Seither ermittelt die Justiz gegen Grasser, Hochegger, Meischberger sowie den Immobilienmakler Ernst Karl Plech und führende Manager des damaligen "Österreich-Konsortiums". Im Korruptions-Untersuchungsausschuss wurde Grasser zuletzt von seinen ehemaligen Kabinettsmitarbeitern Michael Ramprecht und Heinrich Traumüller belastet. Eine Chronologie der entscheidenden Tage im Juni 2004:

  • 2. Juni 2004 (Mittwoch): Immofinanz-Chef Karl Petrikovics schließt einen (angeblich bereits Wochen zuvor mündlich vereinbarten) geheimen Beratervertrag mit der Valora des Lobbyisten Peter Hochegger. Vereinbart wird ein Erfolgshonorar von einem Prozent des Kaufpreises für den Fall eines Zuschlags bei den Bundeswohnungen. Geflossen sind letztlich 9,9 Mio. Euro (irrtümlich um 300.000 Euro zu viel) an die Lobbyisten Hochegger und Meischberger. Möglich scheint nach einem Bericht des Magazins "profil" auch, dass der Vertrag erst später abgeschlossen wurde, nämlich nachdem bereits bekannt war, wie viel die CA Immo und die Immofinanz geboten hatten. Das legt jedenfalls ein Protokoll einer Einvernahme Hocheggers vor der Staatsanwaltschaft nahe.
  • 4. Juni 2004 (Freitag): Nach Ende der Angebotsfrist werden in einer Notariatskanzlei die Angebote für die vier Wohnbaugesellschaften des Bundes (Buwog, WAG, EBS Linz und ESG Villach) geöffnet. Ergebnis: Die CA Immo liegt mit 922,7 Mio. Euro um rund 85,5 Mio. Euro vor dem Konsortium aus Immofinanz und RLB OÖ. Dem Angebot der CA Immo liegt eine Finanzierungszusage ("Letter of Comfort") bei, aus der hervorgeht, dass sie maximal Gesamtinvestitionen von 960,65 Mio. Euro finanzieren kann.
  • Bei der Eröffnung des "Final Offer" anwesend ist u.a. Grassers früherer Kabinettschef, der spätere Vorstand der Finanzmarktaufsicht Heinrich Traumüller. Er gab im Ausschuss an, Grasser über das Ergebnis informiert zu haben. Daraufhin lässt Grasser (in Einklang mit den Empfehlungen der Vergabekommission, die eine Nachbesserung der Angebote für möglich hält) den für 8. Juni geplanten Zuschlag an den Bestbieter verschieben und eine zweite Bieterrunde ("Last and Final Offer") ansetzen. Offizieller Grund: Wegen eines eingepreisten Zinsrisikos hatte die CA Immo bei ihrem Angebot 60 Mio. Euro in Abzug gebracht. Dieses "Steigerungspotenzial" sollte nun genutzt werden.

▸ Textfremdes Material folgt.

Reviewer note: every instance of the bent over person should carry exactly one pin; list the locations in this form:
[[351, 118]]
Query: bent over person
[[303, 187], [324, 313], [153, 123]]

  • 7. Juni 2004 (Montag): Im "Gelben Salon" des Finanzministeriums lassen sich Grasser, Finanzstaatssekretär Alfred Finz (V) und in die Vergabe involvierte Beamte von der Investmentbank Lehman Brothers über die Ergebnisse der ersten Bieterrunde informieren. Dabei kommt auch das Finanzlimit der CA Immo (960,65 Mio. Euro) zur Sprache, dessen Weitergabe an die Immofinanz Meischberger und Hochegger mutmaßlich ihre Millionenprovision eingebracht hat. Ein Protokoll der Sitzung wurde nicht angefertigt.
  • 11. Juni 2004 (Freitag): Die Anbotsfrist für "Last and Final Offer" endet.
  • 13. Juni 2004 (Sonntag): Die Ergebnisse der zweiten Bieterrunde werden geöffnet: Das Konsortium rund um Immofinanz und Raiffeisen hat 961,28 Mio. Euro geboten, die CA Immo 960 Mio. Euro. Grasser informiert den damaligen Kärntner Landeshauptmann Jörg Haider (F) über das Ergebnis.
  • 15. Juni 2004 (Dienstag): Die Kärntner Landesregierung trifft sich um 8.00 Uhr morgens und verzichtet auf ihr Vorkaufsrecht für die Villacher Wohnbaugesellschaft ESG. Hätte sie das Vorkaufsrecht wahrgenommen, wäre es zu einem Bietersturz gekommen und die CA Immo hätte die restlichen drei Wohnbaugesellschaften übernommen, weil das Immofinanz-Konsortium die ESG besonders hoch bewertet hatte. Im Anschluss segnet der Ministerrat in Wien den Verkauf der Bundeswohnungen an das Immofinanz-Konsortium ab.
  • August 2005 bis Oktober 2007: Die Provision fließt, unversteuert und mittels Scheinrechnungen verschleiert, in mehreren Raten (über eine Tochter der mit der Immofinanz eng verflochtenen Constanzia Privatbank) an die Hochegger-Firma "Astropolis" auf Zypern. Von dort wandert Meischbergers Anteil (80 Prozent) über die USA auf mehreren Konten in Liechtenstein. Bekannt wird die Provisionszahlung erst durch Ermittlungen der Justiz wegen mutmaßlicher Kursmanipulationen bei der Immofinanz. Zumindest ein Konto wird von der Staatsanwaltschaft Plech zugerechnet, ein weiteres Grasser. Beide stritten das ab.